I opened the cooler in which I kept the soda pop and the long-necked bottles of Jax, Dixie, and Pearl beer. Yesterday’s ice had melted, and some of the beer labels floated in the water. I propped my arms on the lip of the cooler and shut my eyes. In the marsh I heard a nutria cry out to its mate, which always sounds like the hysterical scream of a woman. I plunged my hands into the water, dipped it into my face, and breathed deeply with the shock of the cold. Then I wiped my face on a towel and flung it across the counter onto the duckboards.
I went back up to the house, sat at the kitchen table in the dark, and put my head on my forearms.
Annie, Annie.
I heard bare feet shuffle on the linoleum behind me. I raised my head and looked up at Alafair, who was standing in a square of moonlight, dressed in her pajamas that were covered with smiling clocks. Her face was filled with sleep and puzzlement. She kept blinking at me as though she were waking from a dream, then she walked to me, put her arms around my neck, and pressed her head against my chest. I could smell baby shampoo in her hair. Her hand touched my eyes.
“Why your face wet, Dave?” she said.
“I just washed it, little guy.”
“Oh.” Then, “Something ain’t wrong?”
“Not ‘ain’t.’ Don’t say ‘ain’t.’”
She didn’t answer. She just held me more tightly. I stroked her hair and kissed her, then picked her up and carried her back into her bedroom. I laid her down on the bed and pulled the sheet over her feet. Her stuffed animals were scattered on the floor.
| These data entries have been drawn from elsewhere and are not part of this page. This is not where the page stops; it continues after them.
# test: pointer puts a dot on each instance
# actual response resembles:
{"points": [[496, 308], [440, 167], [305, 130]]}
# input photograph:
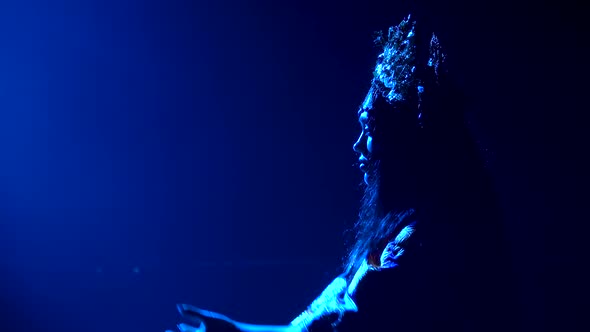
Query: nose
{"points": [[358, 145]]}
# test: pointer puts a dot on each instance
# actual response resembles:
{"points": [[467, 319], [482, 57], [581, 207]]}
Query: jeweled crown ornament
{"points": [[398, 76]]}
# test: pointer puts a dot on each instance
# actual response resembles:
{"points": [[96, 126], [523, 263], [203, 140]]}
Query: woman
{"points": [[429, 253]]}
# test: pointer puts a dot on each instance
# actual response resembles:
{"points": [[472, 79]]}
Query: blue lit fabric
{"points": [[338, 298]]}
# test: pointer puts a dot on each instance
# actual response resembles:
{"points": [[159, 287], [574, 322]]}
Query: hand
{"points": [[205, 320]]}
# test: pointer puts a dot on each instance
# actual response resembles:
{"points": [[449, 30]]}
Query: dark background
{"points": [[157, 152]]}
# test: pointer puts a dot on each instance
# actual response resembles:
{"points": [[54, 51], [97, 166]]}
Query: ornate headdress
{"points": [[399, 76]]}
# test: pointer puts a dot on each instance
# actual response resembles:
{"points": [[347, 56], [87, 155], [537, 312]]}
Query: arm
{"points": [[215, 322]]}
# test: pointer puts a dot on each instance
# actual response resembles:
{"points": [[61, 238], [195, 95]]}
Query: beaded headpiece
{"points": [[398, 75]]}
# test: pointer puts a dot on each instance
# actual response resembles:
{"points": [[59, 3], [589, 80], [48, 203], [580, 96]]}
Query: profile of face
{"points": [[365, 144], [389, 150]]}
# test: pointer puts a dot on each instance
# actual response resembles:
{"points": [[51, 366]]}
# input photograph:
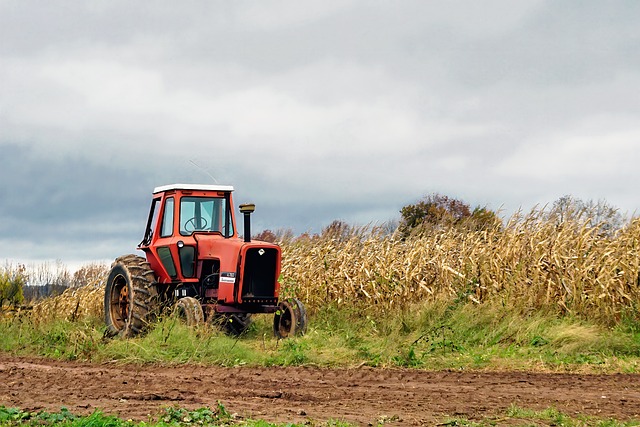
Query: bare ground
{"points": [[362, 395]]}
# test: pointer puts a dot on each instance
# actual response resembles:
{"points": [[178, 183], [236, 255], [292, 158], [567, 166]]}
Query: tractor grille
{"points": [[259, 276]]}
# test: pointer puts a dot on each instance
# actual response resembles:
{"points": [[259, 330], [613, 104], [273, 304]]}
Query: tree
{"points": [[437, 210], [601, 215], [11, 288], [433, 210]]}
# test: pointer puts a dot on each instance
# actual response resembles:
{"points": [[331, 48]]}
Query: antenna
{"points": [[203, 170]]}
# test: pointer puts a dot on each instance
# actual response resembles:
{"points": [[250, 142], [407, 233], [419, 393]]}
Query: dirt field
{"points": [[361, 395]]}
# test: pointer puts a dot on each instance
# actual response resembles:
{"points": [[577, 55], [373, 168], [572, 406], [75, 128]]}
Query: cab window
{"points": [[167, 219]]}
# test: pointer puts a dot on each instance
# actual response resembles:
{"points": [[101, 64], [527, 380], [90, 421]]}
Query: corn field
{"points": [[531, 263]]}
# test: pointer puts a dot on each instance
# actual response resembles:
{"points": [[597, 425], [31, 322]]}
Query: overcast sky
{"points": [[313, 110]]}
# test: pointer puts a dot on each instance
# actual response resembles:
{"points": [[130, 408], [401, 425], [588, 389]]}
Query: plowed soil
{"points": [[363, 395]]}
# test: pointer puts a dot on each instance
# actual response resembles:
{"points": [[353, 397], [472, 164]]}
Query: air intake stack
{"points": [[247, 209]]}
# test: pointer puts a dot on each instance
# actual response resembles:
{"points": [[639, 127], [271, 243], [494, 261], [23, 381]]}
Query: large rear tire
{"points": [[131, 296]]}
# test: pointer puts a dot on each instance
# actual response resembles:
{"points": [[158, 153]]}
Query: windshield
{"points": [[207, 214]]}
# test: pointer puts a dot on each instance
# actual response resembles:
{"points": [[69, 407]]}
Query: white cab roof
{"points": [[196, 187]]}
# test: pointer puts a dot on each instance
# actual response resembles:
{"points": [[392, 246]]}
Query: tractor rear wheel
{"points": [[131, 296], [190, 311], [290, 319]]}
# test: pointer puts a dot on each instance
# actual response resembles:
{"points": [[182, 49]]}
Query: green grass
{"points": [[219, 416], [433, 337], [172, 417]]}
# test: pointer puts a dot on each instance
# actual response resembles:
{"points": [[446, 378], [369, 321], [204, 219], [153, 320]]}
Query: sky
{"points": [[312, 110]]}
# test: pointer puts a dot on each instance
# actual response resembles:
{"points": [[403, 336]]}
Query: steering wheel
{"points": [[191, 223]]}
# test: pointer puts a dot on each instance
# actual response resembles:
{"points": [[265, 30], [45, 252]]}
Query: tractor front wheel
{"points": [[130, 297], [290, 319]]}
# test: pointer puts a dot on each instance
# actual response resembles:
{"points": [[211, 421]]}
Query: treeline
{"points": [[22, 284]]}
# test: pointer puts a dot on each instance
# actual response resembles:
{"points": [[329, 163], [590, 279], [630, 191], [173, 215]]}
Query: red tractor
{"points": [[197, 266]]}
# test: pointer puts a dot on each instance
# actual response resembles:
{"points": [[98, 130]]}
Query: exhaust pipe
{"points": [[247, 209]]}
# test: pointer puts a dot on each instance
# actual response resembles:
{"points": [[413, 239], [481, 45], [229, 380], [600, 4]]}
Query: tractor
{"points": [[197, 266]]}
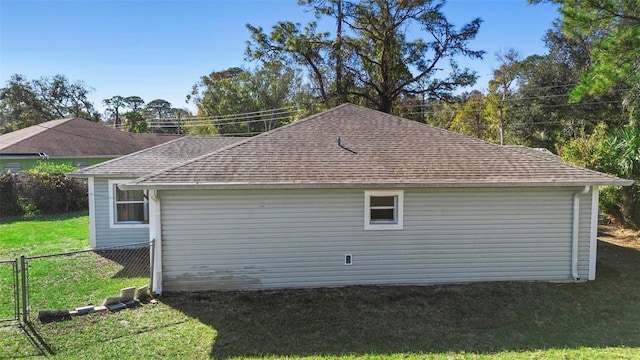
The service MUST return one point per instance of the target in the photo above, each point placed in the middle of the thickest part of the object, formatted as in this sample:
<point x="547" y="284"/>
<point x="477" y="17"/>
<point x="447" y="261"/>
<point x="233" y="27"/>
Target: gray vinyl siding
<point x="261" y="239"/>
<point x="107" y="236"/>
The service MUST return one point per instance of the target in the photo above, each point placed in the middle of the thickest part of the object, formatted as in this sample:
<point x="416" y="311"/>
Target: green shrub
<point x="9" y="205"/>
<point x="35" y="193"/>
<point x="47" y="167"/>
<point x="52" y="193"/>
<point x="617" y="153"/>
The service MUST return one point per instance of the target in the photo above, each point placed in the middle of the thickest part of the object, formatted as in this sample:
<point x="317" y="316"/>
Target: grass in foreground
<point x="65" y="281"/>
<point x="43" y="235"/>
<point x="599" y="319"/>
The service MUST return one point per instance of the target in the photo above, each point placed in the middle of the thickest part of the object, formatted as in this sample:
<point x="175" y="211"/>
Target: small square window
<point x="383" y="210"/>
<point x="127" y="207"/>
<point x="81" y="164"/>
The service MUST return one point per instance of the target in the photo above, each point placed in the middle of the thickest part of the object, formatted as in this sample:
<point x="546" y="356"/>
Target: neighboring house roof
<point x="355" y="146"/>
<point x="76" y="137"/>
<point x="157" y="158"/>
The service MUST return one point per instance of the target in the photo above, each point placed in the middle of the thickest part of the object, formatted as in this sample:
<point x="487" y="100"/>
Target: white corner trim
<point x="92" y="211"/>
<point x="112" y="210"/>
<point x="155" y="235"/>
<point x="593" y="240"/>
<point x="367" y="210"/>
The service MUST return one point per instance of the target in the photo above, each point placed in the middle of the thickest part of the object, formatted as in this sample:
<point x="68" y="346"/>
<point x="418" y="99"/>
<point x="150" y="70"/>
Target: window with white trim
<point x="81" y="164"/>
<point x="128" y="207"/>
<point x="383" y="209"/>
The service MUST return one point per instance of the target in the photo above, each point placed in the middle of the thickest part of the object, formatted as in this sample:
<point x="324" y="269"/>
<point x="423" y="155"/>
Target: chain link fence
<point x="67" y="281"/>
<point x="9" y="285"/>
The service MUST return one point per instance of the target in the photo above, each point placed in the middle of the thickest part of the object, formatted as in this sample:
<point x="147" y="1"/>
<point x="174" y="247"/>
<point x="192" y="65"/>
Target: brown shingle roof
<point x="157" y="158"/>
<point x="76" y="137"/>
<point x="377" y="149"/>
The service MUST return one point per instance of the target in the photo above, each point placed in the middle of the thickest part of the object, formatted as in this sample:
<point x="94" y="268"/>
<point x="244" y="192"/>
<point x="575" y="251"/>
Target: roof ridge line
<point x="108" y="162"/>
<point x="239" y="143"/>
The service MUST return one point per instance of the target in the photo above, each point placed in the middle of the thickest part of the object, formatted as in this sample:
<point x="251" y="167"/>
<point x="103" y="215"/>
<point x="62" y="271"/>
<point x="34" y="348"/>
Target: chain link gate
<point x="9" y="291"/>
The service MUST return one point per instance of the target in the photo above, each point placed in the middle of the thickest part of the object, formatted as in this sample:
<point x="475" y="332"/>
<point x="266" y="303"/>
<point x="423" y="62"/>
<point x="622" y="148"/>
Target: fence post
<point x="23" y="271"/>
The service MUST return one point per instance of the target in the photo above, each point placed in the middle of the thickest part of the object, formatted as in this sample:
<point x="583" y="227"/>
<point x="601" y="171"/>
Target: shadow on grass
<point x="134" y="262"/>
<point x="44" y="217"/>
<point x="474" y="318"/>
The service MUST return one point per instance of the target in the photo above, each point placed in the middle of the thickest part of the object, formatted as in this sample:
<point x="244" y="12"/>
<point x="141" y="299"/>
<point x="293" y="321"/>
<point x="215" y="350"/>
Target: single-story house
<point x="120" y="217"/>
<point x="73" y="141"/>
<point x="353" y="196"/>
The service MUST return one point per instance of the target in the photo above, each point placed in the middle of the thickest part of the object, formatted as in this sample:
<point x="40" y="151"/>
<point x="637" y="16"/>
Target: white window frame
<point x="11" y="166"/>
<point x="399" y="212"/>
<point x="112" y="208"/>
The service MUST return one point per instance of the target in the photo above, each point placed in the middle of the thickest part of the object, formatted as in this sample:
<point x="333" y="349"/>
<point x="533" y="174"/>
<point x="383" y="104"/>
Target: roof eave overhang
<point x="342" y="185"/>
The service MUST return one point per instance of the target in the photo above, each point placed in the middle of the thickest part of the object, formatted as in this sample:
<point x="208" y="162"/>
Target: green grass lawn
<point x="508" y="320"/>
<point x="65" y="281"/>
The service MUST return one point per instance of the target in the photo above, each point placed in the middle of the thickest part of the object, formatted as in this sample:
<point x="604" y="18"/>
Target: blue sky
<point x="160" y="48"/>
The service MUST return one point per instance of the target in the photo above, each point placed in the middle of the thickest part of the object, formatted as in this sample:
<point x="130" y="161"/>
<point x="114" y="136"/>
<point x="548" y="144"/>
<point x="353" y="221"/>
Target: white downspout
<point x="575" y="232"/>
<point x="155" y="234"/>
<point x="92" y="212"/>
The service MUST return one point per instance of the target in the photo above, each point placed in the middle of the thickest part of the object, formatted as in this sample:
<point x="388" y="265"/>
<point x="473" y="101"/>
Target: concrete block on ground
<point x="111" y="301"/>
<point x="84" y="309"/>
<point x="142" y="293"/>
<point x="116" y="307"/>
<point x="52" y="314"/>
<point x="127" y="294"/>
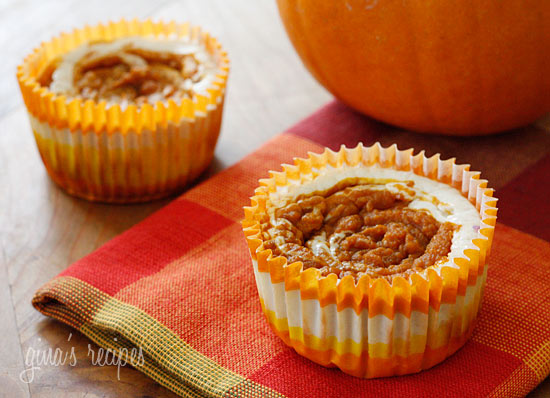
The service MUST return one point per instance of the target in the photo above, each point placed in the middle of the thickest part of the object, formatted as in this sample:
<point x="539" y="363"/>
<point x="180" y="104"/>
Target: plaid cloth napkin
<point x="180" y="284"/>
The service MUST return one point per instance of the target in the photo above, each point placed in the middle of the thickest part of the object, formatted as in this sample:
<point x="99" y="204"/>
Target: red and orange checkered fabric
<point x="180" y="284"/>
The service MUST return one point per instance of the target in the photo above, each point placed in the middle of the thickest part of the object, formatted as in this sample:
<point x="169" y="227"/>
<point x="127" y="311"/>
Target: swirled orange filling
<point x="130" y="74"/>
<point x="358" y="231"/>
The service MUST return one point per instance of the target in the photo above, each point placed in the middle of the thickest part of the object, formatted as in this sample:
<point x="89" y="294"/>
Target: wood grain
<point x="42" y="230"/>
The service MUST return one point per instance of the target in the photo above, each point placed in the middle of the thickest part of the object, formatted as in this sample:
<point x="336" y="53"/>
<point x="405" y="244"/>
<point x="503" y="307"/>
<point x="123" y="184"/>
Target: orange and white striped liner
<point x="107" y="153"/>
<point x="373" y="328"/>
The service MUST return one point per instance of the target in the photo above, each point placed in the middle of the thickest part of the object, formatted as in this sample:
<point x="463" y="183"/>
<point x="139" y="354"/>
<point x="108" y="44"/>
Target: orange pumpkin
<point x="460" y="67"/>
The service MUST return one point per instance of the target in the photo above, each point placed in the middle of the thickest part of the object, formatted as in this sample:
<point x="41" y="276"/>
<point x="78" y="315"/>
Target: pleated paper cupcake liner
<point x="112" y="154"/>
<point x="372" y="327"/>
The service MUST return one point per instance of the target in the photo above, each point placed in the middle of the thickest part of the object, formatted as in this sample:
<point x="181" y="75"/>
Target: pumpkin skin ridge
<point x="504" y="87"/>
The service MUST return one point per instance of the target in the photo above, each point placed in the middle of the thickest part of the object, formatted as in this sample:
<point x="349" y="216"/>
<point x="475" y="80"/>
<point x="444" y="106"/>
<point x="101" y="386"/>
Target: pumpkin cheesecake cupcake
<point x="371" y="259"/>
<point x="128" y="111"/>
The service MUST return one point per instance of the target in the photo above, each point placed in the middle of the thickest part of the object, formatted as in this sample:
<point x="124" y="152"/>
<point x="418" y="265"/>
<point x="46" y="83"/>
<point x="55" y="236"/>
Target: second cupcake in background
<point x="128" y="111"/>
The yard and the trees were turning gray, and I could hear Tripod running up and down on his clothesline.
She looked up at me from the pillow. Her face was round, and I could see the spaces between her teeth.
“Dave, is bad people coming back?”
“No. They’ll never be back. I promise.”
And I had to look away from her lest she see my eyes.
One week later I took Alafair for breakfast in New Iberia, and when I unfolded a discarded copy of the Daily Iberian I saw Dixie Lee’s picture on the front page. It was a file photo, many years old, and it showed him onstage in boatlike suede shoes, pegged and pleated slacks, a sequined white sport coat, a sunburst guitar hanging from his neck.
He had been burned in a fire in a fish camp out in Henderson swamp. A twenty-two-year-old waitress, his “female companion,” as the story called her, had died in the flames. Dixie Lee had been pulled from the water when the cabin, built on stilts, had exploded in a fireball and crashed into the bayou. He was listed in serious condition at Our Lady of Lourdes in Lafayette.
He was also under arrest. The St. Martin Parish sheriff’s department had found a dental floss container of cocaine under the front seat of his Cadillac convertible.
I am not going to get involved with his troubles, I told myself. When you use, you lose. A mean lesson, but when you become involved with an addict or a drunk, you simply become an actor in a script that they’ve written for you as well as themselves.
That afternoon Alafair and I made two bird feeders out of coffee cans and hung them in the mimosa tree in the backyard, then we restrung Tripod’s clothesline out in the pecan trees so he wouldn’t have access to Clarise’s wash. We moved his doghouse to the base of a tree, put bricks under it to keep it dry and free of mud, and set his food bowl and water pans in front of the door. Alafair always beamed with fascination while Tripod washed his food be
fore eating, then washed his muzzle and paws afterward.
I fixed étouffée for our supper, and we had just started to eat on the picnic table in the backyard when the phone rang in the kitchen. It was a nun who worked on Dixie Lee’s floor at Lourdes. She said he wanted to see me.
“I can’t come, Sister. I’m sorry,” I said.